Cleaning House: Watergate and the Limits of Reform
On the morning of August 9, 1974, Richard Nixon signed a statement that no American leader had ever before written: “I hereby resign the Office of President of the United States.” Nixon then walked out to the South Lawn of the White House, boarded the presidential helicopter, and flashed an incongruous victory sign with both hands, bidding farewell to his staff and to the American people.
As his helicopter floated into the sky, Nixon seemed to be fleeing a United States that had hit rock bottom. The post–World War II economic boom had run its course, and unemployment was rising. Arab oil exporters had enacted a humiliating embargo, and the price of oil had nearly quadrupled. Although the last U.S. troops had left Vietnam, the unpopular war had eroded Americans’ trust in government. So had scandal in the White House. In the fall of 1973, Vice President Spiro Agnew had resigned over bribery charges. In the spring of 1974, nearly two years after Nixon’s operatives had been caught breaking into the Watergate office building, the House Judiciary Committee had held the first impeachment hearings of a sitting president in over a century. A month after Nixon’s resignation, President Gerald Ford would pardon his disgraced predecessor, fueling speculation of some sort of quid pro quo. From a high of 77 percent in 1964, Americans’ confidence in their elected leaders, as measured by the Pew Research Center, plunged to 36 percent by the end of 1974.
Yet from these pessimistic depths emerged a powerful wave of government reform. The movement had been gaining steam during Nixon’s presidency, but it took off with the midterm elections in November 1974, which put in power 92 new members of the House of Representatives, 80 percent of them Democrats. The class of 1974 was a diverse group. It included veteran politicians, businesspeople, a consumer activist, a housepainter, a steelworker, and a urologist. But what unified this group was its members’ commitment to restoring public faith in government. The “Watergate babies,” as they were derisively called, had campaigned on a promise to shake up Capitol Hill and had little investment in its traditional protocols. When they were sworn in, in 1975, they joined forces with veteran advocates of reform who had long wanted to modernize the way Congress worked. Only once they had succeeded at that, the veterans lectured them, could they achieve the policy goals they cared about: a complete extrication from Vietnam, civil rights for African Americans, expanded opportunities for women, energy independence, and environmental preservation.

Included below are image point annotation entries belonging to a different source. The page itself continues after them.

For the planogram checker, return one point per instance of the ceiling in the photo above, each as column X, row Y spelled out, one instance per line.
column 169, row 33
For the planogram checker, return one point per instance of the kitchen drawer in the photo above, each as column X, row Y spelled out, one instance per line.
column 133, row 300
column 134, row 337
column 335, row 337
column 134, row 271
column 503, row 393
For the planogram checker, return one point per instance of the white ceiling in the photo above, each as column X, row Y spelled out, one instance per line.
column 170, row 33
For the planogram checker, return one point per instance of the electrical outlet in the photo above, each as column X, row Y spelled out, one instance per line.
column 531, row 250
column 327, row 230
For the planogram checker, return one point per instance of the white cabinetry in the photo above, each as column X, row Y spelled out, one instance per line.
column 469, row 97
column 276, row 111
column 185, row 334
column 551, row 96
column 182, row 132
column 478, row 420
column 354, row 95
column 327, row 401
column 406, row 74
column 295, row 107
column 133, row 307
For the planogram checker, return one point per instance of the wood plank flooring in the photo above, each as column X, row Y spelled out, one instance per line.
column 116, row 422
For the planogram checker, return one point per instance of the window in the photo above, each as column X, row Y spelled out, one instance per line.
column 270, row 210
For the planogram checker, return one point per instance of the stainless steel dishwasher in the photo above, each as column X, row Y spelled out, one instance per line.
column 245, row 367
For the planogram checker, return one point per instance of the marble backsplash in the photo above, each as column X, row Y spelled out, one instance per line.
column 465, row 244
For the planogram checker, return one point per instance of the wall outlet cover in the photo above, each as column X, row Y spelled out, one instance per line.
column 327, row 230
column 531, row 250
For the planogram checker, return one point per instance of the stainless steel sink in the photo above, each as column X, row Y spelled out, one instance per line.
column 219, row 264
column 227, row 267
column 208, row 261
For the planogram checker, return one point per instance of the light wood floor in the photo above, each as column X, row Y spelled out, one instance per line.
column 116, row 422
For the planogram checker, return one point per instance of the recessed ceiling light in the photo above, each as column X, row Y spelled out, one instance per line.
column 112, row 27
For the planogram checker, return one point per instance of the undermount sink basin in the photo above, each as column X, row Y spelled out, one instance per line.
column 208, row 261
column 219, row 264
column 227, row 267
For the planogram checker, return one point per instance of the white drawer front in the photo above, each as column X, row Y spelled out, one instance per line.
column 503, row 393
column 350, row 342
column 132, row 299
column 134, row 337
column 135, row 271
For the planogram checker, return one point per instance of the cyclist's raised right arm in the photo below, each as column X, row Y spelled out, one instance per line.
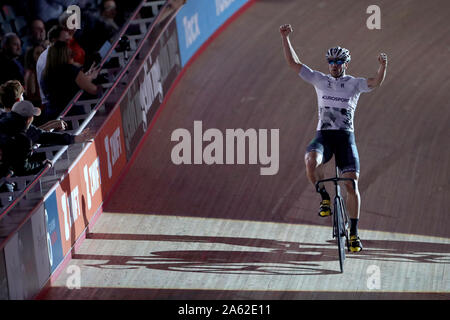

Over the course of the 1970s, these youthful idealists ushered in a series of far-reaching reforms. They democratized the operation of the House and the Senate to loosen senior members’ hold over the young bucks. They expanded transparency and accountability to counter unethical behavior. And they tried to make Congress a coequal branch of government to rein in a powerful executive. These reforms marked an important step forward in terms of democratic representation, ethics, and openness. But in many respects, they also backfired, leaving Congress more vulnerable to partisanship and special interests. For would-be reformers hoping to fight corruption and executive overreach today, the lesson is clear: proceed with caution.